-
lalunia
Re: Orzechy piorące
no jasne,tylko żeby były suche żeby nie zapleśniały,tak mozna sobie zbierać takie łupinki zużyte do innych czynności niż pranie.ja robię tak: mam woreczek dodatkowy i do niego wkładam łupiny zużyte w praniu,ten woreczek lezy zawsze na umywalce w pogotowiu,żeby nim przemyć umywalkę (a musze to robić codziennie, bo dziewczyny z podwórka wracają i chlapią mi całą łazienkę-przecieram umywalkę, kran, płytki nad nią). system jest spoko biorąc pod uwagę fakt,że dzieci lubią pomoczyc ręce pod kranem i używanie chemii tam nie bardzo mi sie widzi.do wyschnięcia woreczek rozwiązuję,ale lezy cały czas na umywalce.

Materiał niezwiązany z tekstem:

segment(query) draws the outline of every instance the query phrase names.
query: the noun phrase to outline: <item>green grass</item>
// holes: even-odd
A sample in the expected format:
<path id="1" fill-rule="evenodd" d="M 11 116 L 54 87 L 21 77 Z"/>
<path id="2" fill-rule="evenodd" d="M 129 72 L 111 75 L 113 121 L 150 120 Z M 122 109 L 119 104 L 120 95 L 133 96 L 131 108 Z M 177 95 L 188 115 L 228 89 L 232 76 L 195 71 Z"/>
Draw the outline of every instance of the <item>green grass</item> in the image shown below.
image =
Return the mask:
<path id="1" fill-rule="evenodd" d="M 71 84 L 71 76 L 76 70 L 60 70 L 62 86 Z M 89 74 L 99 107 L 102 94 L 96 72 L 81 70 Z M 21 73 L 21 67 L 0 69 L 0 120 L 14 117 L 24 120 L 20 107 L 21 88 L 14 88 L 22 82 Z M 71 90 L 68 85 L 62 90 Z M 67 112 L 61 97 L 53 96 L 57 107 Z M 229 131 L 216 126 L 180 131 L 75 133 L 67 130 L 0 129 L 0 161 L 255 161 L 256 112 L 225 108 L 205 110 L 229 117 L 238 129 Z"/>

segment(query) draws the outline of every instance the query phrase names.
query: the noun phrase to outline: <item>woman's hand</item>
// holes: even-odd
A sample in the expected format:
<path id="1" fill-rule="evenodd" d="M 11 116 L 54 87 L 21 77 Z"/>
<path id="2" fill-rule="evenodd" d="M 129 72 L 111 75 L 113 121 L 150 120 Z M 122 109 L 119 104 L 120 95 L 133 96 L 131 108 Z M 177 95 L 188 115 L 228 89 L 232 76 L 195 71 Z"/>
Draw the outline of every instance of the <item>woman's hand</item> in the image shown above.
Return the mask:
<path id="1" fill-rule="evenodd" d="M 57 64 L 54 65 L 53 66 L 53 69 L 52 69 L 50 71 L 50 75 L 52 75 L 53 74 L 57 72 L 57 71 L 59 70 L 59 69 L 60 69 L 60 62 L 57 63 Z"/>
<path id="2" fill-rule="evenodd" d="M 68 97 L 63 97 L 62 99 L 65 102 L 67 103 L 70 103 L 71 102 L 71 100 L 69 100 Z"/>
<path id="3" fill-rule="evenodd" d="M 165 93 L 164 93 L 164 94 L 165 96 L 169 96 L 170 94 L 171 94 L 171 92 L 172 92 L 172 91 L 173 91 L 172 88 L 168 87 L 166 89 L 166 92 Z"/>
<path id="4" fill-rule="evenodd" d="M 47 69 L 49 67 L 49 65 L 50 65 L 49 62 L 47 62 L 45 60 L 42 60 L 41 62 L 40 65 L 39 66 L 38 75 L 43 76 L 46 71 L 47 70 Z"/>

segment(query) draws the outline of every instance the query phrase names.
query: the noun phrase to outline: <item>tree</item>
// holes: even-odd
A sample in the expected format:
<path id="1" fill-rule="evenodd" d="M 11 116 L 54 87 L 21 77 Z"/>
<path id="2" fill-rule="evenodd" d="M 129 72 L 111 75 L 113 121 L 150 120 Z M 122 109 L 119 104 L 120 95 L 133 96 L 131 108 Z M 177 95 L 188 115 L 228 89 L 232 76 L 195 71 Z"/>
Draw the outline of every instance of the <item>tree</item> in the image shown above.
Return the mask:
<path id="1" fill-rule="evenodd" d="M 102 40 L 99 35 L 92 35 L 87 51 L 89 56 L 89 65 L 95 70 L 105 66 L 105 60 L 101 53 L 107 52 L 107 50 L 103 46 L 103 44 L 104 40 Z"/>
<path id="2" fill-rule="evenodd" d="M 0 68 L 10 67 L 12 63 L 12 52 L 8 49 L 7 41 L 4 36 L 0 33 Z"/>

jak mam myc podlogi to woreczek pralniowy z orzechami w środku (niezaleznie od tego ile razy już prałam w tych samych orzechach) wrzucam do czystego słoika z ciepłą czystą wodą i zostawiam na parę godzin.
robi się brązowawy wyciąg, woreczek wyjmuję i łupiny juz wyrzucam do kosza,bo wtedy raczej już mam wrażenie,że ani do umywalki ani do niczego innego się nie nadają.ten wyciąg wlewam do wiadra z wodą do mycia podłóg.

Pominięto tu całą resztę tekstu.